Sunday, 3 February 2013

FOXA1 is a gatekeeper, as well as a marker, for less aggressive breast cancer

Breast cancer is a complex disease, comprising of several recognised subtypes which can be distinguished by factors including the signature of the proteins within the tumour cells. Two such subtypes include luminal and basal breast cancer, the latter is more agressive and has a poorer prognosis for patients. Recent work has suggested that basal breast cancer cells may arise from luminal cells, although the mechanism for this is unclear.

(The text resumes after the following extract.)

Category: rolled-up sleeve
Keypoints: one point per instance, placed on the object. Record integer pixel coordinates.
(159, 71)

A protein called FOXA1 may be the key to this transformation and Bernardo and colleges explore this in a recent paper in the journal Oncogene. The double helix is the basic structure of DNA (although exciting research from a group in Cambridge has identified four stranded DNA helices in cancer cells). Proteins and modifications to the double helix DNA compact it within the nucleus of the cell into a tightly wound structure known as chromatin. Like transcription factors such as twist, chromatin re-modellers including FOXA1, are capable of altering which genes are turned on and subsequently made into proteins. But chromatin re-modellers do this by altering the structure of chromatin, making the genes in DNA less or more accessible and in turn changing which proteins are made. Changing levels of FOXA1 in cells can therefore have dramatic results on the pattern of proteins, this can lead to changes in the function of those cells.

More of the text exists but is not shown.